Por que está tão aborrecida?
-
Eu quero tudo de volta, seu cretino. Seu traidor! Você me traiu e me levou
tudo. TUDO!!
-
Bem, se a senhora está me confundindo com alguém, devo lhe dizer que acabei de
me mudar para este lugar e não posso ser quem você pensa que eu sou. Sinto
muito!
-
Eu sabia, você continua sendo um covarde, UM COVARDE!!
-
Olha, eu estou num momento muito importante, lendo um livro de Machado de
Assis. Se a senhora puder deixar essa conversa pra mais tarde...
-
Um viado que você é. – Gritava a Louca. – Viadão! Esse homem é um VIADÃO,
gente!
A
Louca ria e gritava fazendo gestos obscenos, tentando chamar a atenção do
Professor de Português. Ele, por sua vez, recolocou os óculos e retornou à sua
leitura, inalterado. Os habitantes da região já começavam a se impressionar.
-
Esse Professor tem moral mesmo.
-
Nunca vi alguém ser tão calmo quanto ele.
-
Se fosse comigo eu já teria arrebentado a cara dessa vadia.
A
cena se desenrolava a cada minuto ganhando ares cada vez mais surreais. De um
lado uma louca completa se descontrolava girando e se descabelando enquanto
proferia todo tipo de ofensas e palavrões no ouvido do Professor. Por outro
lado, ele permanecia imóvel, seus olhos desfilando pelas linhas do livro,
quieto, incólume ao estardalhaço que se desenvolvia ao seu redor, como a estar
no silêncio de uma biblioteca. Algumas mulheres gritavam das janelas pedindo
que alguém tirasse a Louca de perto do Professor, pois ela poderia machucá-lo.

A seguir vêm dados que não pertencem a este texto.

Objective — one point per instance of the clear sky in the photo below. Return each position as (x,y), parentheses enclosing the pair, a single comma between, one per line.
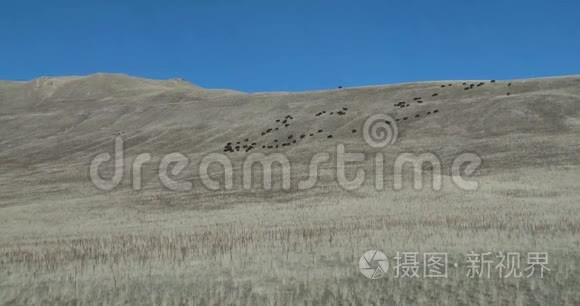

Mas mesmo os mais corajosos não se aventuravam a chegar perto dela, pois jamais
a tinham visto tão zangada e tão descontrolada como agora.
-
Quer saber, homem? – continuava a mendiga. – Você não vale NADA! Perdi meu
tempo com você. Você é um frouxo, um viadão mesmo. Tão viadão quanto esse
Machado que você tá lendo aí.
-
Como é que é? – perguntou o Professor levantando os olhos do livro.
-
Você e esse cara que escreveu esse livro aí são dois VIADÃO!!! Ah, ah, ah,
ah...
Foram
necessários cinco homens para tirar o Professor de cima da Louca. Ela foi levada
às pressas para o único hospital da cidade, em coma.